The projects would help California meet its goal of obtaining 20% of its electricity from renewable sources by 2010. In 2006, about 13% of the retail electricity delivered by Edison and the state’s other two big investor-owned utilities came from renewable sources such as sun and wind, according to the California Public Utilities Commission.
Energy experts were struck by the size of the two projects, which would bolster the state’s current total of about 965 megawatts of solar power flowing to the electricity grid.
“Five hundred megawatts — that’s substantial,” said spokesman George Douglas of the National Renewable Energy Laboratory. “Projects of that size begin to show that solar energy can produce electricity on a utility scale, on the kind of scale that we’re going to need.”
The Edison rooftop project will place photovoltaic cells on 65 million square feet of commercial building roofs in Southern California. The cells will generate as much as 250 megawatts of electricity — enough to power about 162,500 average homes, based on the utility’s estimate that one megawatt would serve about 650 average homes.
This excites me for a lot of reasons, so to backtrack a bit — in the late seventies, perhaps the last (and only?) time there was a sense of general societal alignment all around on the matter of energy efficiency and renewable resources, solar power was present but for a lot of reasons didn’t get the traction it should have done. Saying Reagan’s administration killed off a lot of the enthusiasm overstates but not by much — in contrast, I remember writing for and getting a kid-friendly ‘Welcome to the White House’ brochure in 1979 or so, which contained a photo of Carter showing off a solar panel that had apparently been installed in one area of the building itself.
Meantime, there were a few Disney tie-in comics around the time — the kind of gently cheap and cheery things that the company did pre-Eisner — where Mickey and Goofy encountered Enny, a sunlike creature whose name was short for ‘energy,’ of course, and he taught them about doing things like not washing one sock at a time. (Goofy was apparently prone to doing just that, the poor sap.) Then there was Sunshine Porcupine and…well, I could go on.
For me, this is all part and parcel of the general sense of dreamy sf/utopian wonder that to me was just part of how people thought at the time, at least from my eight year old or so perspective. I mean, who wouldn’t want O’Neill-style space stations and mass drivers on the moon? With time I can look back both with fondness on it all and how my thoughts (and the many dreams put forward) were only so much conditional evanescence, as much driven by the impulse of getting out of dreary reality into a future that was still heavily Star Trek-centric in the mass mind as it was based in serious considerations.

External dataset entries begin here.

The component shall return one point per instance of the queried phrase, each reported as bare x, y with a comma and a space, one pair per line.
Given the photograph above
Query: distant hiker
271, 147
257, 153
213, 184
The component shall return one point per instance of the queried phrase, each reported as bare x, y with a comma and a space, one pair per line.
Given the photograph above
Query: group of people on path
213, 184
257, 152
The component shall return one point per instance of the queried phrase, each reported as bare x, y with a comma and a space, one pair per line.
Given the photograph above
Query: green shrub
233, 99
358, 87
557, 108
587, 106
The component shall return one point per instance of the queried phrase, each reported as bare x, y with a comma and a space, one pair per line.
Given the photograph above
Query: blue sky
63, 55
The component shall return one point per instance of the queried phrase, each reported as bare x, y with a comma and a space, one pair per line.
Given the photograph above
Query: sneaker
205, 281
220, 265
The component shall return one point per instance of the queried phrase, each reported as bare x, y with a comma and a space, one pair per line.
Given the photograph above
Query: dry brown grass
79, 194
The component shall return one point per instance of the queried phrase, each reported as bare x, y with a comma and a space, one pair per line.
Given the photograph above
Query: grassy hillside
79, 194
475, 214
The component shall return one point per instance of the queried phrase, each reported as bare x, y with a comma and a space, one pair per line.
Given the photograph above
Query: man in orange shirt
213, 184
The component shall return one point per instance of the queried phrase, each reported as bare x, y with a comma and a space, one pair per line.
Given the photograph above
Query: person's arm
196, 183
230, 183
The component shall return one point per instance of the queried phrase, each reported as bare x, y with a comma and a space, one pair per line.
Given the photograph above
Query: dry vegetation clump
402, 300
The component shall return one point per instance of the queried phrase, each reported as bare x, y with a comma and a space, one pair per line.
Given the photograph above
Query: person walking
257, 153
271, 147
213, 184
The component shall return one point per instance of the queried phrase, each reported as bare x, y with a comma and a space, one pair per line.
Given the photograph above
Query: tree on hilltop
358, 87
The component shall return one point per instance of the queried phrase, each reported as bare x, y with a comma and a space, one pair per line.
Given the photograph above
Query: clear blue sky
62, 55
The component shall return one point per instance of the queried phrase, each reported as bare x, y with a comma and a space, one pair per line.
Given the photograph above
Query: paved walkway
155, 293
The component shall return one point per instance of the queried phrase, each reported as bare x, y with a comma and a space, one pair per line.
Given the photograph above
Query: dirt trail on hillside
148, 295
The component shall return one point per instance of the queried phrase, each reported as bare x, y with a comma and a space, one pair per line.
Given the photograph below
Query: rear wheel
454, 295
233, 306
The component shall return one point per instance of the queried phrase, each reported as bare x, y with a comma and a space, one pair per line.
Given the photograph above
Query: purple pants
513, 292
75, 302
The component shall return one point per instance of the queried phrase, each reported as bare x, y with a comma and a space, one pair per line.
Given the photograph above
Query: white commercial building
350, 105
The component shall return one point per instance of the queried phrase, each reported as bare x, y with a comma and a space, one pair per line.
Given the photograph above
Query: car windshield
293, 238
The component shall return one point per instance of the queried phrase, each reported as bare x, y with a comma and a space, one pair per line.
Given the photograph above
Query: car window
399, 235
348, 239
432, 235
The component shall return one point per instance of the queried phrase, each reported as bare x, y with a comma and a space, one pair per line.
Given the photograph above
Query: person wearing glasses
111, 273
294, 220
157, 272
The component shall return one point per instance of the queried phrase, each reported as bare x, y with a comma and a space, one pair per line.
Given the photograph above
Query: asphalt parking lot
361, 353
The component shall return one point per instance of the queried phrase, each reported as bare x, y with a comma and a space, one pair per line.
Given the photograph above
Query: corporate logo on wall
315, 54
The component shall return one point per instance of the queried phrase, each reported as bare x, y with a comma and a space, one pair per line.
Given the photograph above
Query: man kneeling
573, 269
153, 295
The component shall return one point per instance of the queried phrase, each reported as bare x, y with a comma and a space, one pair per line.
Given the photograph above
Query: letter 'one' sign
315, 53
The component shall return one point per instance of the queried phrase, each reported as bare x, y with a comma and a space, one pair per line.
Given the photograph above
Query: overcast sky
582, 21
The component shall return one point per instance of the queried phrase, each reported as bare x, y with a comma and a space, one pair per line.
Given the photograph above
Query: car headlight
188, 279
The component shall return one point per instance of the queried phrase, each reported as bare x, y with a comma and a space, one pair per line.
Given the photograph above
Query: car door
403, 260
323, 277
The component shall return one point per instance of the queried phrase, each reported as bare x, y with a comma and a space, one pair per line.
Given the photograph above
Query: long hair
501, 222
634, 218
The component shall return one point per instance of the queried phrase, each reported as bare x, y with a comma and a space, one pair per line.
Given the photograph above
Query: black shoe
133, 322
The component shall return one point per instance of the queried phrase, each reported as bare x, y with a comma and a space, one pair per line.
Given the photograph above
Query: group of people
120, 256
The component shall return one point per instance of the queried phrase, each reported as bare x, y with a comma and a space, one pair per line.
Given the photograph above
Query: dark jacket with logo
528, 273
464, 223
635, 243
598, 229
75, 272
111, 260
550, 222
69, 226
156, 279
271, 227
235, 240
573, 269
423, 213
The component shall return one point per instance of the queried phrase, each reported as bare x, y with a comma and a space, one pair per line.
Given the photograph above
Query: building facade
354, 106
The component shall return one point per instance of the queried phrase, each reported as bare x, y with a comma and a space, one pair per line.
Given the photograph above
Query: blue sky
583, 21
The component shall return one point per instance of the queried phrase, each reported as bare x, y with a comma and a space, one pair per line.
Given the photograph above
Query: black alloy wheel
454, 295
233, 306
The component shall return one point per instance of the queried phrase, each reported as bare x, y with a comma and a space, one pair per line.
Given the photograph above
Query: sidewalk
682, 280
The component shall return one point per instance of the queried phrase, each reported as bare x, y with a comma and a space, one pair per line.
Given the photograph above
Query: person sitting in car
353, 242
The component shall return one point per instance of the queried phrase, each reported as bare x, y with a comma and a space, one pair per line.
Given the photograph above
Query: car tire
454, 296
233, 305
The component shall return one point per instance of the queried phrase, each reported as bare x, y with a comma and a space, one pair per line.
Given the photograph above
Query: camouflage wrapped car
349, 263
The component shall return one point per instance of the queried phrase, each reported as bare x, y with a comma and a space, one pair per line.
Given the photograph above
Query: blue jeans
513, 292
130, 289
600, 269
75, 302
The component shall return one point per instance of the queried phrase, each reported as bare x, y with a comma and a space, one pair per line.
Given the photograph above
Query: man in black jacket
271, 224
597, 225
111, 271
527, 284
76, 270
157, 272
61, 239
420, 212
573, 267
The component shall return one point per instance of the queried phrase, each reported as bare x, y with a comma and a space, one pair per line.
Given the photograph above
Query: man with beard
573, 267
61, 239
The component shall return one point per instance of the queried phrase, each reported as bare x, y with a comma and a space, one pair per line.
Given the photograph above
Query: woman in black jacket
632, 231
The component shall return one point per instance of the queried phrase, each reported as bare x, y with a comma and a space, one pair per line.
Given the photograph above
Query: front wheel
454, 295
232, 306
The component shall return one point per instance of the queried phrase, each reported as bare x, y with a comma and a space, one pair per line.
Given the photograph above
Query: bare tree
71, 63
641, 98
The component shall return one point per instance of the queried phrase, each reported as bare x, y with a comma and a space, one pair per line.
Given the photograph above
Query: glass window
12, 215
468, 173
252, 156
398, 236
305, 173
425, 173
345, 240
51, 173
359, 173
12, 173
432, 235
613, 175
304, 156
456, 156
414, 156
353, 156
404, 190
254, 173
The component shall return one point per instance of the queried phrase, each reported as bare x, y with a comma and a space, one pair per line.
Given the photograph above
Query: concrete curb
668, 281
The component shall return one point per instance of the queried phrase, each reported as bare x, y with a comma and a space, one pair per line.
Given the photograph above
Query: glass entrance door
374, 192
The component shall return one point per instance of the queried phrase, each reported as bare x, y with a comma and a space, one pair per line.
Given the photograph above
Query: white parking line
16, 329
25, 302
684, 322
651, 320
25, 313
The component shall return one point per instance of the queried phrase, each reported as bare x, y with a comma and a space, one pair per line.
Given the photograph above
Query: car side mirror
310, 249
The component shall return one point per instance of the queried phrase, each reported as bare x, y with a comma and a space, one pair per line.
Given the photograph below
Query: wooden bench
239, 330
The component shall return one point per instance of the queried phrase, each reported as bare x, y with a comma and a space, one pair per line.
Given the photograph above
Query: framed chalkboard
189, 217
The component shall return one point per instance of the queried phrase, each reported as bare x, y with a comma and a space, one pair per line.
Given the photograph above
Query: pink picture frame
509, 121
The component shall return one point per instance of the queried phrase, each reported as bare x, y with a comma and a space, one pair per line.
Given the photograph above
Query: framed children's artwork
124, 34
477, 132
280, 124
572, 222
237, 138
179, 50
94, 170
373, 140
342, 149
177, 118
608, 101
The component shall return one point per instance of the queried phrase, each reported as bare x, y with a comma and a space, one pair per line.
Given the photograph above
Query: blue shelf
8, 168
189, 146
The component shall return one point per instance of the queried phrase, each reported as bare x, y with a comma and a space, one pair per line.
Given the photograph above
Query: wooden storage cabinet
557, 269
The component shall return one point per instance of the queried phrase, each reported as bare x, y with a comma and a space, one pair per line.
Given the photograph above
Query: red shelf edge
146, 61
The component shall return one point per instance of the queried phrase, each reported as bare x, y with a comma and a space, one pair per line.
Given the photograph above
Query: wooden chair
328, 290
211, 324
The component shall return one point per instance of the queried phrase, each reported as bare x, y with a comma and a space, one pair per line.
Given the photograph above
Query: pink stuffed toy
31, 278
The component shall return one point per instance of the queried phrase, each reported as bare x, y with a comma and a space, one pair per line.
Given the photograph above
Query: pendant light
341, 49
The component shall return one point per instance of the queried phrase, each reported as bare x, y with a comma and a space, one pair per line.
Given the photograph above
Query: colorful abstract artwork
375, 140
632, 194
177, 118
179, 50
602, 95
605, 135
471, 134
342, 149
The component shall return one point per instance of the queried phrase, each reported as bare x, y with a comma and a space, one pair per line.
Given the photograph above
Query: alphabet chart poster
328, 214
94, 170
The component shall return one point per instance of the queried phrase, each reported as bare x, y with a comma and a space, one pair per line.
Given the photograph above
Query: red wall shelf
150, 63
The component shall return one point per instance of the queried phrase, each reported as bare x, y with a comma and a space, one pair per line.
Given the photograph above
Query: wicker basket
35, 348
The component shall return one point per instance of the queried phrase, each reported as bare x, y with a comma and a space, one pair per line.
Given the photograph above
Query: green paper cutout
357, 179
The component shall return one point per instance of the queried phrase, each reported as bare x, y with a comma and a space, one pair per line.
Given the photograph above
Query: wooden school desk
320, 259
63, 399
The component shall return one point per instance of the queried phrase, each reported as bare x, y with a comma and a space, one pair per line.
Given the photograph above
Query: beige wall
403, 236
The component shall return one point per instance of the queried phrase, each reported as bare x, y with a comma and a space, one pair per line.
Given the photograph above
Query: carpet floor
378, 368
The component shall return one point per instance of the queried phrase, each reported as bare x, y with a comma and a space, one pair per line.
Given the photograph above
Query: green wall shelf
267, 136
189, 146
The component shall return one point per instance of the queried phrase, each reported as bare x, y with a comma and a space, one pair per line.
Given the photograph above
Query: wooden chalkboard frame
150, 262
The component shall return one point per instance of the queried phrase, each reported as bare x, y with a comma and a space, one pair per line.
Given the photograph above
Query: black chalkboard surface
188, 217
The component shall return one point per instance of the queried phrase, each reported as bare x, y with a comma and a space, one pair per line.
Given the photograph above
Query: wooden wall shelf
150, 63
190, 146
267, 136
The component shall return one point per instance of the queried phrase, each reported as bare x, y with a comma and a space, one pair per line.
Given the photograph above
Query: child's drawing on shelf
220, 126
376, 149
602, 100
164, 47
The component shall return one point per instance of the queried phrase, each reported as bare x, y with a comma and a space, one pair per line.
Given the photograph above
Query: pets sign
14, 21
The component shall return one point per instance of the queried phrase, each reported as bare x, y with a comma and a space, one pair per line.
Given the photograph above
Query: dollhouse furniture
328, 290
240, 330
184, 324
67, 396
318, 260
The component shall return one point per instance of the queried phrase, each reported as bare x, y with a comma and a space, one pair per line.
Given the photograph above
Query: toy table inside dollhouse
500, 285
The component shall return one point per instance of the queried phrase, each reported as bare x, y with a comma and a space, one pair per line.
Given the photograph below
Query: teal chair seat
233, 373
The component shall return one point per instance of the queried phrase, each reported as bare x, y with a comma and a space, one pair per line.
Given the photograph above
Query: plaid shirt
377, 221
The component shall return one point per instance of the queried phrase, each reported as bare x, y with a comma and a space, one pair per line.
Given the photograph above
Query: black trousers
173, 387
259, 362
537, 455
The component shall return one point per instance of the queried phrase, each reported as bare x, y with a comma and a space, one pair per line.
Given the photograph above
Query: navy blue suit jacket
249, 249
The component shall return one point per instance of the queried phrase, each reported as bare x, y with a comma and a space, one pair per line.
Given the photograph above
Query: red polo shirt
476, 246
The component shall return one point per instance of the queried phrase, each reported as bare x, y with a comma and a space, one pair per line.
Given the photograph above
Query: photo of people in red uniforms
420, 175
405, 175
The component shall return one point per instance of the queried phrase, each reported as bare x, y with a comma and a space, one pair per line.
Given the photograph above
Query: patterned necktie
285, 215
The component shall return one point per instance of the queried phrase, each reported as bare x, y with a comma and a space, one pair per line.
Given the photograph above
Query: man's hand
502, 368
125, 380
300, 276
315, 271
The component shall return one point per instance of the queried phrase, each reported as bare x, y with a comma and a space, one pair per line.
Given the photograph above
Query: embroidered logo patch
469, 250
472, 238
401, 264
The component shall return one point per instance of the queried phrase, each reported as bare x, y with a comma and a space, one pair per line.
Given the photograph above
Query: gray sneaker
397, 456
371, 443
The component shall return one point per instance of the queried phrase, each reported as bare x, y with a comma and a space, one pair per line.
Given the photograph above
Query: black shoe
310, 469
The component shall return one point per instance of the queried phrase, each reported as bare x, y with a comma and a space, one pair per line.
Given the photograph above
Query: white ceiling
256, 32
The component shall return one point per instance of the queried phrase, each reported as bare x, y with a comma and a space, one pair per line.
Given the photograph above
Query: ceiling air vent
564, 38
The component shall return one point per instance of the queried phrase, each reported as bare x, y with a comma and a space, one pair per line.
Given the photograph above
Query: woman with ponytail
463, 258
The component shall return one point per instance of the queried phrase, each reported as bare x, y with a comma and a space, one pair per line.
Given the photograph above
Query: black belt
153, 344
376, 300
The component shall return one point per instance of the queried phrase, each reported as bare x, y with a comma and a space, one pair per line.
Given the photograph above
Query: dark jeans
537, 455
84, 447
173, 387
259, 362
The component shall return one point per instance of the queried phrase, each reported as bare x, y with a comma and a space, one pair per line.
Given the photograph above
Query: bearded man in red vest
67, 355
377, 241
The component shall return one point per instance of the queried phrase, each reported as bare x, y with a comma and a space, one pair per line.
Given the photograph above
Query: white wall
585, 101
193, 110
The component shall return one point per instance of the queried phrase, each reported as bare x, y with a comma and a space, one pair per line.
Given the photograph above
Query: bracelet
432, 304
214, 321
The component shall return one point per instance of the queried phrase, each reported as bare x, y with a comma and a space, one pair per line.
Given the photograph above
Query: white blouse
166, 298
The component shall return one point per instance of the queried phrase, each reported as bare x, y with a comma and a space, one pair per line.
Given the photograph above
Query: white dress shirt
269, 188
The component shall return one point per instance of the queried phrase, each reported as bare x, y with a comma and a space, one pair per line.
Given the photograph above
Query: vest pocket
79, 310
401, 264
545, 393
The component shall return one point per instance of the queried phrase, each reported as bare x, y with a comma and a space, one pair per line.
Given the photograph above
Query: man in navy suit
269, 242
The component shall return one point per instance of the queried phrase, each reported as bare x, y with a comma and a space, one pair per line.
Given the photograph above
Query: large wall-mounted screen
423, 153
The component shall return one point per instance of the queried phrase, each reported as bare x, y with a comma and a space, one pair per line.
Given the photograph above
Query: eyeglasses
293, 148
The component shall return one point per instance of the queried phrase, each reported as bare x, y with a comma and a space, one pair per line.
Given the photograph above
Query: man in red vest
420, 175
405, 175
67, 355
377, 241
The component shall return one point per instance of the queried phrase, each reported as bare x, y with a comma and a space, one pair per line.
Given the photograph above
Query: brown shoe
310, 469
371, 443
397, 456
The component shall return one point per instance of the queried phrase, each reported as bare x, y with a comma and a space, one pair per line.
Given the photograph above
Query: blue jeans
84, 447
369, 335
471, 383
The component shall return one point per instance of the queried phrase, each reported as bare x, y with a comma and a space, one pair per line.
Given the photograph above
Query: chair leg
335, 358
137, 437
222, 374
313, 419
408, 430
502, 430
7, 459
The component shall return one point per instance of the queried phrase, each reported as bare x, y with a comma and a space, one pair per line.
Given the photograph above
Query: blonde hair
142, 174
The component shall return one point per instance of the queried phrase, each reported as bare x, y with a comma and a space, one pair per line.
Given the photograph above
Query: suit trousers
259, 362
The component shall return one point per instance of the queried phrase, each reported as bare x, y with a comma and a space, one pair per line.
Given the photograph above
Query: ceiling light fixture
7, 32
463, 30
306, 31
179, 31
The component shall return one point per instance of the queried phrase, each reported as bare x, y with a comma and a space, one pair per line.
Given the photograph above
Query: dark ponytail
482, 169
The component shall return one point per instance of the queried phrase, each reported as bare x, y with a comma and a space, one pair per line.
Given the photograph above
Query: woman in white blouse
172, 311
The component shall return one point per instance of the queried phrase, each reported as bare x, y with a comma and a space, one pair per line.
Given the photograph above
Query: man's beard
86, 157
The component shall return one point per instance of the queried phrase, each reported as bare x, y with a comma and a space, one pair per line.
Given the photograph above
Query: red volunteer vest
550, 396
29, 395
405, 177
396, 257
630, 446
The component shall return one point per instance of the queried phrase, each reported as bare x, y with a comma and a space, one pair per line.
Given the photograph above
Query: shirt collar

However, sometimes that intertwining is necessary — I’ve been reading an excellent book, After Sputnik, which is the tie-in volume to a Smithsonian exhibit covering fifty years of the space race since the launch of said satellite, and a bit of trivia was discovering that the original serious rocket pioneer, Russian Konstantin Tsiolkovsky, credited his initial explorations into such matters due to a mass media smash hit of its day, Jules Verne‘s From the Earth to the Moon. The question of art inspiring science inspiring art etc. is its own one but it was intriguing to realize how the cycle had been in placed from the start — as was noted with Arthur C. Clarke’s recent passing, he credited the pulp fiction of his own era for driving his own impulses forward, and similar stories can be told on a variety of fronts.
Solar power is by default a much more grounded affair — gathering the energy from the sun we orbit around and converting it into use here — but like many things sf dream has become simple and basic reality (as I think I remember reading in a piece some years back, we are all nerds now — my getting the iPhone was just me waiting for the best level of nerdery to come along, really), and seeing that this project is about to launch makes me pretty thrilled. It’s not a magic bullet, but it is a concentrated step forward that we’ll see repeated more and more — one of my friends was seriously considering a solar panel installation at his house a few weeks back, and there’ll be other stories to come.
And right now it’s a beautiful day out. Perfectly appropriate timing!